Imagine an application that is a personal knowledge management system and that maintains links to the original source material, regardless of format. The source could be in PDF, EPUB, DOCX, Markdown, archived web pages, even Linux man pages, and the application would internalize that source and maintain cross-links from your notes to the original source.

Imagine being able to view your notes as standalone items as well as in the context of the original source. You could review them and see where your thoughts about a topic actually came from, and understand them better.

Imagine that application working across all three major desktop platforms (Windows, Linux, and Mac), as well as the two major cell phone platforms (Android and iOS). Imagine all your data being synchronized across them as easily as you starting the application on a device.

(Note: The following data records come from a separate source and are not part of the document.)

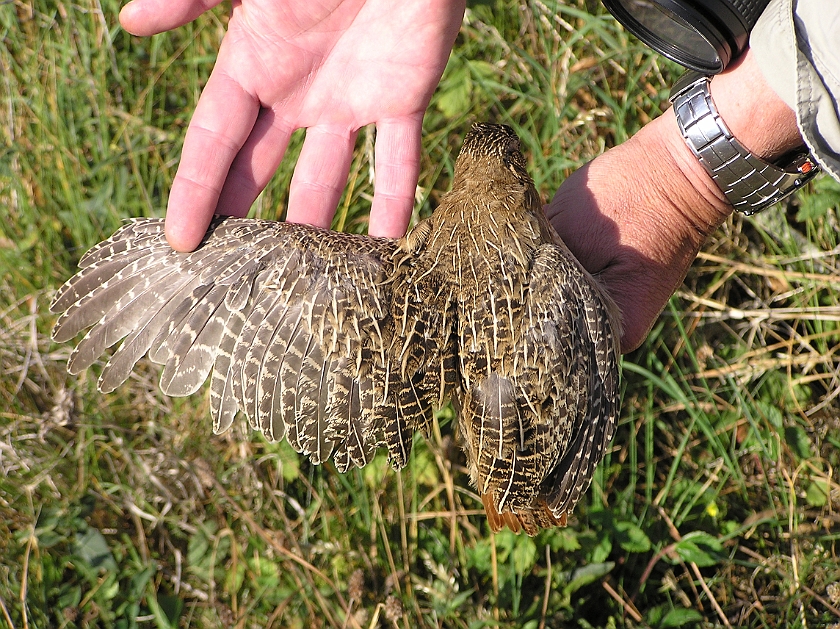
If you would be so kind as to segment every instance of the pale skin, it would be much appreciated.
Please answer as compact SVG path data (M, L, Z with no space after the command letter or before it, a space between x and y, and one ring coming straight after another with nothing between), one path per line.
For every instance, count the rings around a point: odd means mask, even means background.
M120 22L152 35L221 0L135 0ZM217 210L244 216L299 128L306 140L290 221L329 227L358 130L376 124L370 233L402 235L414 204L423 113L465 0L234 0L216 65L184 139L166 236L198 246Z
M219 1L134 0L120 22L131 33L151 35ZM414 202L423 113L464 4L235 0L170 192L170 245L194 249L217 211L247 214L298 128L307 135L287 217L329 227L356 133L367 124L377 129L369 232L402 236ZM712 81L732 133L765 159L801 145L793 111L749 52L738 61ZM546 206L566 244L618 305L624 352L642 343L705 239L731 211L671 110L573 173Z

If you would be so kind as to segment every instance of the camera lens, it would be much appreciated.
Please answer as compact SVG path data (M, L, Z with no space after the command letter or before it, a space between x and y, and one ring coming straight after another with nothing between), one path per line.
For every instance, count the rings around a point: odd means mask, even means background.
M717 74L747 46L769 0L603 0L624 27L669 59Z

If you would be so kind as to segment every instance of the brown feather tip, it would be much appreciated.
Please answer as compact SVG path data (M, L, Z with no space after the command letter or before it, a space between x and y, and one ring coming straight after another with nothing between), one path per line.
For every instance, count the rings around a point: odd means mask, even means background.
M551 512L551 509L549 509L548 507L545 507L545 512L548 515L548 517L550 517L552 520L554 520L554 523L555 523L554 525L555 526L566 526L566 521L567 521L568 518L566 517L567 514L565 512L561 513L559 518L556 517Z
M496 510L496 502L493 500L493 492L488 491L486 494L481 494L481 502L484 505L484 512L487 514L487 521L490 523L490 530L498 533L505 526L507 526L514 533L518 533L522 528L519 519L510 511L499 513Z
M487 514L490 530L494 533L508 527L514 533L519 533L524 529L528 535L533 537L539 533L540 529L566 526L566 514L563 513L560 517L555 516L544 502L533 512L512 513L505 510L499 513L493 500L493 492L487 492L481 494L481 503L484 505L484 512Z

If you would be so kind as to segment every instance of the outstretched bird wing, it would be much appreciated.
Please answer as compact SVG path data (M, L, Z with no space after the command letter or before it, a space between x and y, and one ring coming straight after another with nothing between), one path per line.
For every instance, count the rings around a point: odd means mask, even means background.
M395 240L305 225L214 219L179 253L162 219L134 219L91 249L50 306L78 373L125 339L99 380L107 392L146 353L161 389L189 395L212 370L216 432L238 411L272 440L320 463L362 466L384 442ZM393 406L393 405L392 405ZM392 453L393 458L393 453Z

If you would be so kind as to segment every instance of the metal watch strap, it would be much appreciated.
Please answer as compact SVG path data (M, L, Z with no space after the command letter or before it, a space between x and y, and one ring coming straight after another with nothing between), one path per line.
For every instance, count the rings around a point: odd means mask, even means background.
M686 144L737 211L760 212L817 174L819 166L808 153L799 153L783 165L750 153L721 119L709 80L697 72L685 73L671 90L670 101Z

Imagine all of this data being stored in as neutral a format as possible (your notes in plain text, with the links to the original source being stored in a way that would eanble you to find your way to the ideas without using this application). Imagine your data beings yours, first and foremost, stored on your devices rather than in the cloud.

Imagine the cloud being an option for storing your data.

Imagine this being available on a standalone device as well as all of the above.

All of these imaginings are what brainframe is meant to become. A reader for these formats. A way to take the information on the go. A way for you to read, to explore, to take notes, to connect ideas that were previously difficult to connect.

Over the next few weeks, I’ll go over why the current applications people use for this sort of work don’t cover everything. The applications are amazing, make no mistake, but they are incomplete implementations of this idea. Obsidian, Notion, Roam, OrgMode, and others all fill this idea to various degrees, but none of them implement it fully.

I am still teaching myself new technologies to help me make this. As a result, the weekly posts I will make here will not be about the creation of Brainframe directly, but rather about my thinking as I move forward with it. I hope you’ll join me on this journey. It looks to be an interesting trip.